But the broader message of Start-Up Nation is more problematic. There’s 
a cliche-fueled narrative early on about how an uncredentialled Israeli 
whizkid made millions by selling online-payment giant PayPal a reliable 
algorithm for figuring out a potential client’s financial solvency. How 
did Shvat Shaked, who “didn’t have the brashness of an entrepreneur”, 
outperform titans of industry? “Hunting down terrorists,” he explains. 
Shaked’s detective skills taught him that the frequency of a person’s 
online footprints was a sign of reliability: like a terrorist, someone 
looking to game PayPal isn’t going to leave an extensive Googleable trail.

That sort of anecdote forms the stock response to the book’s central 
question: why is the Israeli economy so dynamic? Their answer: because 
conditions of constant peril compel critical thinking in the military, 
and military service sets the tone for Israeli culture. The Israeli 
investor and “unofficial economic ambassador” Jon Medved presents the 
excited authors with a graph showing foreign business flowing into 
Israel during the Second Intifada. Singer and Senor are quick to inform 
us that he wasn’t suggesting “a correlation between violence in Israel 
and its attractiveness to investors”, because that would be absurd. What 
they show instead is that Israel can assert a kind of normality amidst 
perpetual war – with the help of the world’s premiere capitalists.
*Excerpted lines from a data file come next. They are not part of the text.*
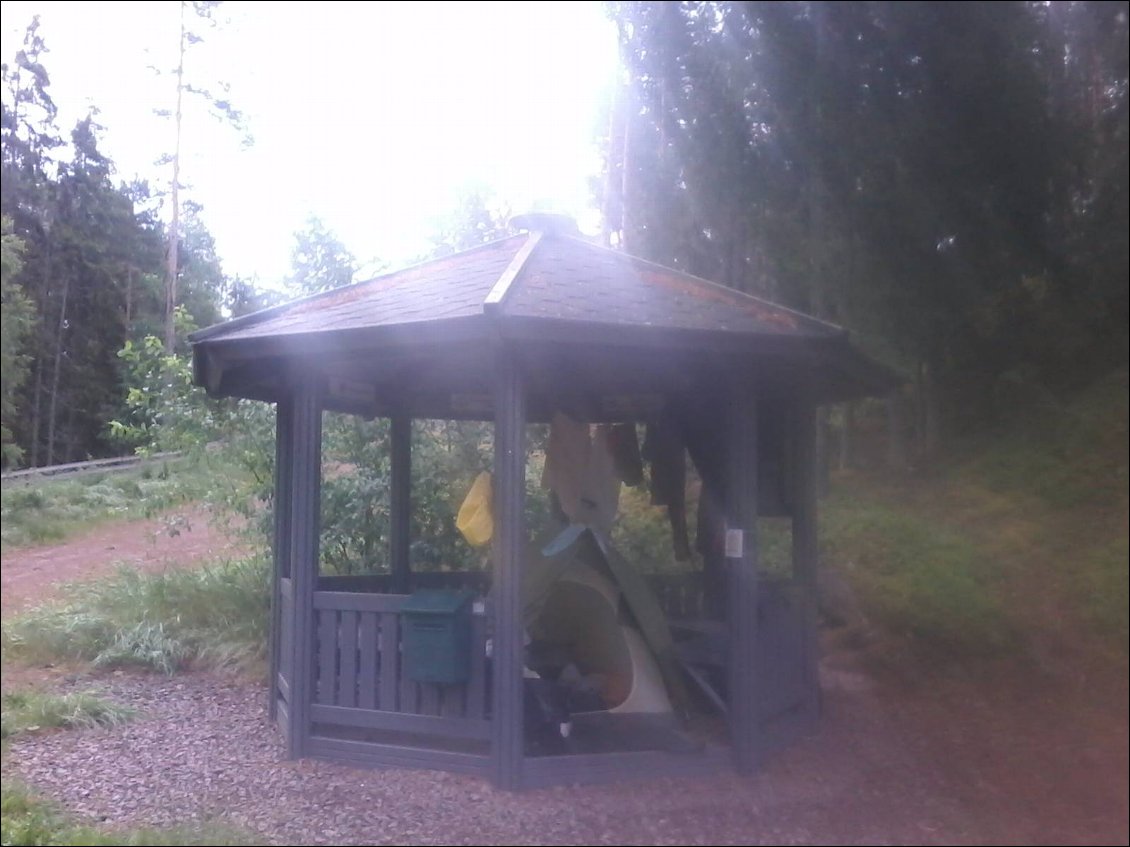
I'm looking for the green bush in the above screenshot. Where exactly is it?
[3,558,270,673]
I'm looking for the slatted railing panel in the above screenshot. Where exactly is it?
[312,591,488,737]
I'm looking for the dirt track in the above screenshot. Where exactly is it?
[0,509,238,614]
[2,514,1130,844]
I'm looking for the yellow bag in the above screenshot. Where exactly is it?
[455,471,494,547]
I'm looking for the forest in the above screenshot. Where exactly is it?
[0,2,1130,468]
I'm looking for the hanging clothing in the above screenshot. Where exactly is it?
[541,412,620,532]
[598,424,643,488]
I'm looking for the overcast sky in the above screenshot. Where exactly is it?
[2,0,617,285]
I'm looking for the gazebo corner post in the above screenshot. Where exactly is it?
[287,375,322,759]
[389,412,412,594]
[725,374,764,774]
[267,398,294,721]
[490,344,527,791]
[791,385,820,722]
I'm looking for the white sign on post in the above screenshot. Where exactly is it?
[725,530,746,559]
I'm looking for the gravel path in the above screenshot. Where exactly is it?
[6,674,984,845]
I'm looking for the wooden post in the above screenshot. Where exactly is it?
[725,377,763,774]
[267,399,293,721]
[389,414,412,594]
[490,347,525,791]
[791,390,820,721]
[287,377,322,759]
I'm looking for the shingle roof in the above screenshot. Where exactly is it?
[191,229,842,343]
[191,235,527,342]
[503,236,840,335]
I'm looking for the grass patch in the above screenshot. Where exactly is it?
[822,488,1015,655]
[0,457,218,550]
[3,558,270,673]
[0,691,134,739]
[0,781,247,847]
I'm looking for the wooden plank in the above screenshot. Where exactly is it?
[483,232,542,313]
[490,346,527,791]
[313,591,408,612]
[440,684,467,718]
[725,378,762,774]
[463,614,487,717]
[522,746,730,788]
[287,376,322,759]
[389,414,412,593]
[310,735,490,775]
[338,610,357,707]
[311,705,490,741]
[377,612,400,711]
[420,683,441,715]
[357,612,381,709]
[791,391,820,722]
[315,574,396,594]
[275,700,290,744]
[314,610,338,705]
[267,400,294,719]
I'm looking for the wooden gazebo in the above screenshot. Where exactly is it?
[191,216,892,788]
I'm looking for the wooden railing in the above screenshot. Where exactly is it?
[311,591,489,740]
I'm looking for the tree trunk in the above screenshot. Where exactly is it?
[887,392,906,471]
[165,0,185,353]
[28,354,43,468]
[840,403,855,471]
[46,266,70,466]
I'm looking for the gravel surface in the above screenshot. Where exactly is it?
[6,674,982,845]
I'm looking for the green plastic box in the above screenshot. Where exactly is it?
[400,588,475,686]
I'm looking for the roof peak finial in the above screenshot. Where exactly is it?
[510,212,581,235]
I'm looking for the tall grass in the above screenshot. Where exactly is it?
[0,781,248,846]
[822,490,1016,655]
[3,558,270,673]
[0,691,134,739]
[0,457,215,550]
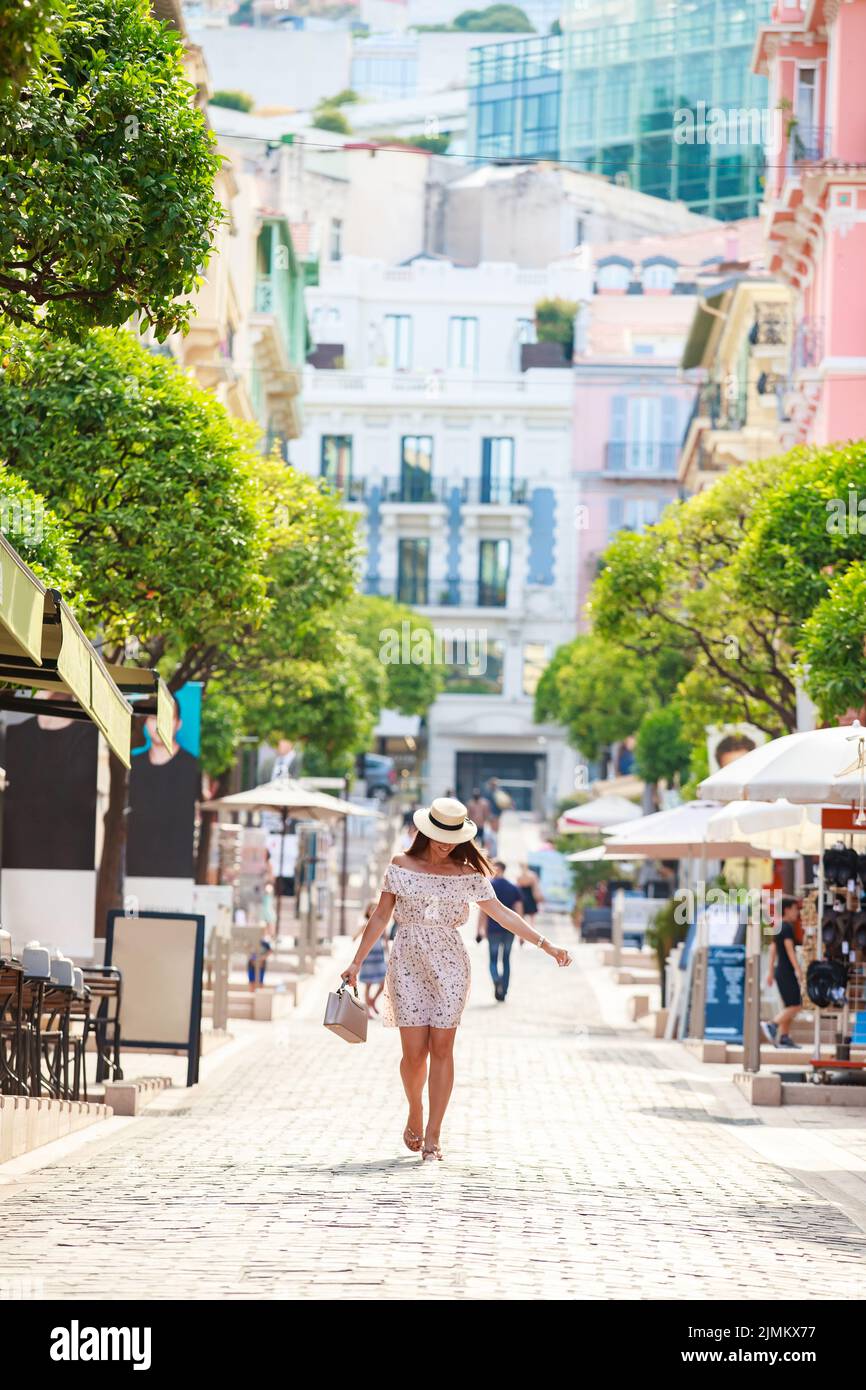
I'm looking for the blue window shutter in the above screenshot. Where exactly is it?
[610,396,628,442]
[662,396,680,443]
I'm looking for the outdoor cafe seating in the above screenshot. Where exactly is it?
[0,933,122,1101]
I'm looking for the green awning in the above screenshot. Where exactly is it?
[108,666,174,752]
[0,534,132,767]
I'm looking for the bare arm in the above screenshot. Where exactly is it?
[767,941,776,984]
[478,898,571,965]
[343,892,396,986]
[785,937,799,979]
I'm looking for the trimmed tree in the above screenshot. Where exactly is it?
[0,0,224,339]
[0,329,267,931]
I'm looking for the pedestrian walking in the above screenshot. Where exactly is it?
[352,902,388,1019]
[480,859,523,1004]
[760,898,803,1048]
[466,787,491,849]
[342,796,571,1161]
[517,865,545,922]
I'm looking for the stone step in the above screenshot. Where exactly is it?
[104,1076,171,1115]
[0,1095,113,1163]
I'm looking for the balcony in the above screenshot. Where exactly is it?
[687,381,746,434]
[749,304,788,348]
[605,439,680,478]
[788,121,831,171]
[382,474,450,506]
[364,577,507,609]
[461,478,530,507]
[791,318,824,371]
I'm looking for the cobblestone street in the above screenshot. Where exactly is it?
[0,926,866,1298]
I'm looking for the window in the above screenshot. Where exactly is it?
[644,261,676,291]
[481,438,514,503]
[445,642,505,695]
[478,541,512,607]
[626,396,662,473]
[385,314,411,371]
[448,317,478,371]
[318,435,352,492]
[523,642,548,695]
[607,498,670,538]
[398,537,430,603]
[400,435,432,502]
[794,68,816,132]
[598,261,631,289]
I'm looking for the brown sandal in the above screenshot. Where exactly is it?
[403,1125,424,1154]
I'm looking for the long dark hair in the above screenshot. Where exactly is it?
[405,830,493,878]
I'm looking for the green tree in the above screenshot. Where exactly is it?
[0,0,222,338]
[313,106,352,135]
[634,705,692,784]
[535,299,578,361]
[534,634,648,759]
[0,0,67,99]
[210,90,256,111]
[735,441,866,628]
[589,459,796,742]
[801,560,866,723]
[0,464,82,589]
[455,4,535,33]
[0,329,267,930]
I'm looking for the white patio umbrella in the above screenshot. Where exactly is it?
[556,796,642,834]
[202,777,377,820]
[605,801,758,859]
[564,845,646,863]
[698,723,866,824]
[202,777,378,923]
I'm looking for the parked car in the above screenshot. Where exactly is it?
[580,908,613,941]
[361,753,398,801]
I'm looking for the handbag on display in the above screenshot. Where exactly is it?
[324,980,367,1043]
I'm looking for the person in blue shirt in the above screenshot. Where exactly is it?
[484,859,523,1004]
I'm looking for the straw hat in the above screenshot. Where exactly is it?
[411,796,478,845]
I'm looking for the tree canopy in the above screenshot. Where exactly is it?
[0,0,222,338]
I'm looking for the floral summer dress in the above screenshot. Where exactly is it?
[382,865,496,1029]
Senor and Singer present no explicit political agenda, but their 
presumptions are that the status quo within Israel will continue. The 
trouble with their book from a business perspective is that there aren’t 
many countries that live under conditions analogous to Israel. To really 
embrace Start-Up Nation as a road map for achieving national economic 
vitality requires a willingness to believe that your society, too, is on 
the cusp of ever-present perpetual war, since relentless conflict is the 
only engine Start-Up Nation identifies for Israel’s success. Who would 
want to live under those conditions?

Well, maybe there are people outside of Israel who believe such an 
unhappy fate confronts their country. Like the guy in the airport 
bookstore with his BlackBerry clipped to his braided belt. He’s not the 
most political guy in the world, but he thinks Israel is under attack 
from the Arabs, and that unlike the Arabs, the Israelis are 
Christian-friendly fellows who understand the value of the dollar. 
They’re not running around with their faces covered blowing up 
pizzerias, and he thinks they have to fight guys who do. He’s worried 
that this is the future of the United States. He’s worried that if it 
is, his small business may not survive. He’s worried that the socialist 
in the White House doesn’t understand that you enjoy peace only after 
winning victory. Whatever the authors’ intentions, Start-Up Nation is a 
book that presents Israel as safe for gentiles – or, at least, for those 
that can be persuaded to vote in Republican primaries.